Tuesday, December 7, 2010

Conditions Deplored for Migrants Being Held in Greece at Turkish Border

New York Times
December 7, 2010

While Frontex, the European Union border agency, has sent a special force to close the Greek-Turkish land border to illegal immigration, a human rights group visiting the area said on Monday that they had found more than 800 migrants being held in “inhumane” conditions in Greece, with 120 minors including 9 girls locked up in one overcrowded facility containing 450 people.

Greece’s northeastern land border has become a big crossing point for economic migrants and refugees trying to enter the European Union now that sea routes to Italy and Malta have been closed. In October, Greece requested help from Frontex, which on Nov. 2 sent 175 agents, a helicopter and detector equipment to the region to halt the arrivals.

Gil Arias Fernández, deputy executive director of Warsaw-based Frontex, said in Athens last week that migrant numbers had dropped by 44 percent since the operation began, with 4,720 people intercepted in November compared with 7,586 the previous month; 13 smugglers had been arrested, too.

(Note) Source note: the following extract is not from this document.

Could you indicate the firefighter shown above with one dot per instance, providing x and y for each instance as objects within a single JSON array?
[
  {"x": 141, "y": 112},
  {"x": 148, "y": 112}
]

But members of Human Rights Watch, a Washington-based rights body, issued a statement in Brussels on Monday saying that they had found Afghans, Eritreans, Iraqis, Algerians, Syrians, Iranians and Moroccans in “degrading” conditions at four of the five detention centers along the border, and that Frontex could not “turn a blind eye to the humanitarian crisis for migrants in the Greek border region.”